What are some things you’ve done online or in mobile?

Back in May, we launched the new Tate Kids, based on really thinking about how kids are interacting online now. Tate Kids was launched in 2007 and was feeling a bit like a dinosaur. We did some research starting with what kids are interested in now and how they engage with digital now. Ultimately what came out of that is they’re going to have two personas: they’re looking for art homework help or they’re looking to just have fun online with art.

We were trying to also think innovatively, about how websites work now, and how people engage with content that is snackable, such as with short-form film content. They are a YouTube generation, wanting step-by-steps of how to do digital making. We also started producing more HTML5 games as well, thinking about art games and how we can inspire creativity online through the process of games.

One of our most recent games is Art Parts, basically a series of Tate artworks that have kind of had a piece taken out of them. And, the narrative of the game is that it’s the future and the machines have stopped working and that you have to use your human creativity to fill in that artworks. And, that came out of a conversation with children about the fact that they are quite intimidated sometimes by the work in Tate. Everything looked really professional and done and it took a lot of time to do. And, I was like, okay, well, we need to find an easier quick way for people to engage and kind of create and remake the Tate collection.  

What’s coming up in the next year or two that gets you excited about digital learning?

I’m quite excited about getting more children’s voices on the site. I think, for me, that’s really exciting and important. We’ve a Tate Kids media team where we invite kids in to respond to the displays. And, I want to make more stuff with them, really, and to think about what other kind of digital experience they can co-produce.

I’m also looking forward to a kids game Jam. I’m looking forward to giving the steering to them and letting them be the ones in the driver-seat, doing some design thinking, and then pairing them up with some game designers. I think that will be super fun. So, if anything, I just want to have more kids involved with what I’m doing because I know they had all the answers.

When you look out at the landscape of digital learning in museums, what jumps out at you as major trends that you’re helping to lead or ones that you’re trying to learn from?

I am really inspired by the British Museum Samsung Digital Discovery Centre. They have made a VR Bonze Age site and to gets kids to experience history in that way is really exciting. They got school kids to come in and experience what it was like to be in the Bronze Age. Some of the objects had been scanned and you could see them actually working in this kind of virtual reality house. That was really good.

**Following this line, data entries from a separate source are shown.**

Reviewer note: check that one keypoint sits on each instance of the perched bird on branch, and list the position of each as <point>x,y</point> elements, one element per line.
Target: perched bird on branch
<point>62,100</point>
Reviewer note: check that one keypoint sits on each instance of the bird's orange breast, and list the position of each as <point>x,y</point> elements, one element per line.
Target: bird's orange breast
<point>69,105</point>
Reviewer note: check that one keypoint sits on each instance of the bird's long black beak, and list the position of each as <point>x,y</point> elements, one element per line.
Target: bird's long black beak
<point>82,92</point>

The FACT (Foundation for Art and Creative Technology) Gallery in Liverpool recently did an exhibition called Group Therapy: Mental Distress In A Digital Age, which explored the complex relationship between technology, society, and mental health.

And, then, in relation to trends, it’s kind of an exciting time but you’ve got to be careful with trends, not to get too excited by them. But, I think there is obviously something with VR and AR — we’re looking at how it could be really beneficial, as a beautiful and exciting and educational experience, which hopefully would create some empathy and understanding about art and artists.  

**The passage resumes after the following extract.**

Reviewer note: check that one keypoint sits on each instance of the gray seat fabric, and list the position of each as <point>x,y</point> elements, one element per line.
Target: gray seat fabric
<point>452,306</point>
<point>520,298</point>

And, then, what’s also quite interesting are the realms of chatbots and voice activated machines. We’re doing some research into that right now, and how we could potentially put content through voice in Amazon’s Alexa, how we can get audio content into the home differently.

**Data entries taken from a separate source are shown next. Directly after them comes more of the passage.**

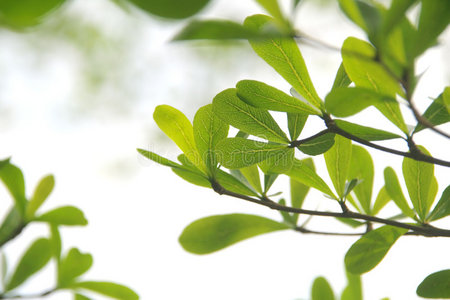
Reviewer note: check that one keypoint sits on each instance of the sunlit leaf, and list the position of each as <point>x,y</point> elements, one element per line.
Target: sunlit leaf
<point>217,232</point>
<point>436,285</point>
<point>34,259</point>
<point>370,249</point>
<point>255,121</point>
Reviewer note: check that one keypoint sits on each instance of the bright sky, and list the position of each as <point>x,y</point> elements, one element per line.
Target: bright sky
<point>137,209</point>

I’m also thinking about STEAM, how we mix both engineering technology with art now and how we can make that as accessible as possible. There are some really cool festivals that happen in the UK like Blue Dot Festival and Abandon Normal Devices and Playable City. They’re all about bringing science and technology and digital into your everyday.  And I feel art has a real part to play in that.  

I’m in a constant state of jealousy around how cool the sector is. We really try to push people to connect to history and culture, and digital is definitely the transportation device for all that.